Correspondence to: Antonio Desmond McCarthy, Professor, Laboratorio de Investigaciones en Osteopatías y Metabolismo Mineral, Facultad de Ciencias Exactas, Universidad Nacional de La Plata, Calle 50 y 115, La Plata1900, Argentina. mccarthy@biol.unlp.edu.ar

Telephone: +54-221-4512426 Fax: +54-221-4512426

Received: September 27, 2015
Peer-review started: October 3, 2015
First decision: December 4, 2015
Revised: January 21, 2016
Accepted: January 28, 2016
Article in press: January 31, 2016
Published online: March 25, 2016

Abstract

Patients with long-term type 1 and type 2 diabetes mellitus (DM) can develop skeletal complications or “diabetic osteopathy”. These include osteopenia, osteoporosis and an increased incidence of low-stress fractures. In this context, it is important to evaluate whether current anti-diabetic treatments can secondarily affect bone metabolism. Adenosine monophosphate-activated protein kinase (AMPK) modulates multiple metabolic pathways and acts as a sensor of the cellular energy status; recent evidence suggests a critical role for AMPK in bone homeostasis. In addition, AMPK activation is believed to mediate most clinical effects of the insulin-sensitizer metformin. Over the past decade, several research groups have investigated the effects of metformin on bone, providing a considerable body of pre-clinical (in vitro, ex vivo and in vivo) as well as clinical evidence for an anabolic action of metformin on bone. However, two caveats should be kept in mind when considering metformin treatment for a patient with type 2 DM at risk for diabetic osteopathy. In the first place, metformin should probably not be considered an anti-osteoporotic drug; it is an insulin sensitizer with proven macrovascular benefits that can secondarily improve bone metabolism in the context of DM. Secondly, we are still awaiting the results of randomized placebo-controlled studies in humans that evaluate the effects of metformin on bone metabolism as a primary endpoint.

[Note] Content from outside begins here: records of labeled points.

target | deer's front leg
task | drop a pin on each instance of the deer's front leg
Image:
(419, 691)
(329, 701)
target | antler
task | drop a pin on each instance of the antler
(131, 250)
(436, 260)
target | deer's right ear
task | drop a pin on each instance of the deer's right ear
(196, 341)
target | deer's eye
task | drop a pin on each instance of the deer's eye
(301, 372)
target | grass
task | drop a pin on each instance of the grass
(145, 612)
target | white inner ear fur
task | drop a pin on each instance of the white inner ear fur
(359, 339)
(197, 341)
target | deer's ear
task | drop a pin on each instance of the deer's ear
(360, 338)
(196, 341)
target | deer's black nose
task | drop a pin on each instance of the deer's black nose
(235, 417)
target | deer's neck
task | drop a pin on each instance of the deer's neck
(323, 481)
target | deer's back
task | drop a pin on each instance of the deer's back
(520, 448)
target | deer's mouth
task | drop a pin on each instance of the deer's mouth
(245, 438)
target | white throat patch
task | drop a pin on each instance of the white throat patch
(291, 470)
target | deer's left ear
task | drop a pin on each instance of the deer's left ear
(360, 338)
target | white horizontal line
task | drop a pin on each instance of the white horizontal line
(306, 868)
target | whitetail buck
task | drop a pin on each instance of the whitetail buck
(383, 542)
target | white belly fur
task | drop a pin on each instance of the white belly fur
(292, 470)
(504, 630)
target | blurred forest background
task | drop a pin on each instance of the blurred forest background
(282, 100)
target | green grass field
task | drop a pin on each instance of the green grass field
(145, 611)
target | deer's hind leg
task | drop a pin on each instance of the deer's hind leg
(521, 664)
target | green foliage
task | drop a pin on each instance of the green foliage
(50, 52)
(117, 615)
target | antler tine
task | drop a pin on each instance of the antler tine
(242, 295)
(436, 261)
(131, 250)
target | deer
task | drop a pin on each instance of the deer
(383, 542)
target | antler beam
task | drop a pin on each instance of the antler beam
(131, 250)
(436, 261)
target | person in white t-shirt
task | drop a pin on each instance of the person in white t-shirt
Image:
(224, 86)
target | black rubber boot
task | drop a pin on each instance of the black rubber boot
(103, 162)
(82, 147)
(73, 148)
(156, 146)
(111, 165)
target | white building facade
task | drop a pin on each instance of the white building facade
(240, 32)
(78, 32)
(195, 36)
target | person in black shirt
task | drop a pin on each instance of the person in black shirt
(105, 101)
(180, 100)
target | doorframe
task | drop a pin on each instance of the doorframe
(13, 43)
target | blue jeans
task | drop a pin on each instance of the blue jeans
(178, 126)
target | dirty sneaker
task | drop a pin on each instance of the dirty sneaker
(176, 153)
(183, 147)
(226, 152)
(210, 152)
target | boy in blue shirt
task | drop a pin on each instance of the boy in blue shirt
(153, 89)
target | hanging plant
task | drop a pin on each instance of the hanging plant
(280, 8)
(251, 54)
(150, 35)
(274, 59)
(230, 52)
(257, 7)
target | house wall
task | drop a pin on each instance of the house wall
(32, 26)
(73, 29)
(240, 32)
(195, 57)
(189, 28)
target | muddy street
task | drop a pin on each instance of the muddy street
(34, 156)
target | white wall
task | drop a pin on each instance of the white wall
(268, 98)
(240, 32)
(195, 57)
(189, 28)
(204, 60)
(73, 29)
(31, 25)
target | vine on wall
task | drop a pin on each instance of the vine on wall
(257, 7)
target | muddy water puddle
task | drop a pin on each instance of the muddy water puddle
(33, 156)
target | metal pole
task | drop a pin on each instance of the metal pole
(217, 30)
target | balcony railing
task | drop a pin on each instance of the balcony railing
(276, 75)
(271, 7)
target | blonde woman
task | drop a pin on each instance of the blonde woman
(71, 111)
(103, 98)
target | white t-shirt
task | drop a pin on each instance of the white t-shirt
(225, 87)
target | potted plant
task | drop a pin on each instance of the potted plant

Keywords: Diabetes mellitus, Osteoporosis, Bone fractures, Metformin, AMP-activated kinase

Core tip: Patients with long-term type 1 and type 2 diabetes mellitus (DM) can develop skeletal complications. These include osteopenia, osteoporosis and increased incidence of low-stress fractures. In this context, it is important to evaluate whether current anti-diabetic treatments can secondarily affect bone metabolism. Over the past decade, several research groups have investigated the effects of metformin on bone, providing a considerable body of pre-clinical (in vitro, ex vivo and in vivo) as well as clinical evidence for an anabolic action of metformin on bone. This could be particularly relevant when considering treatment options for DM in the context of diabetic osteopathy.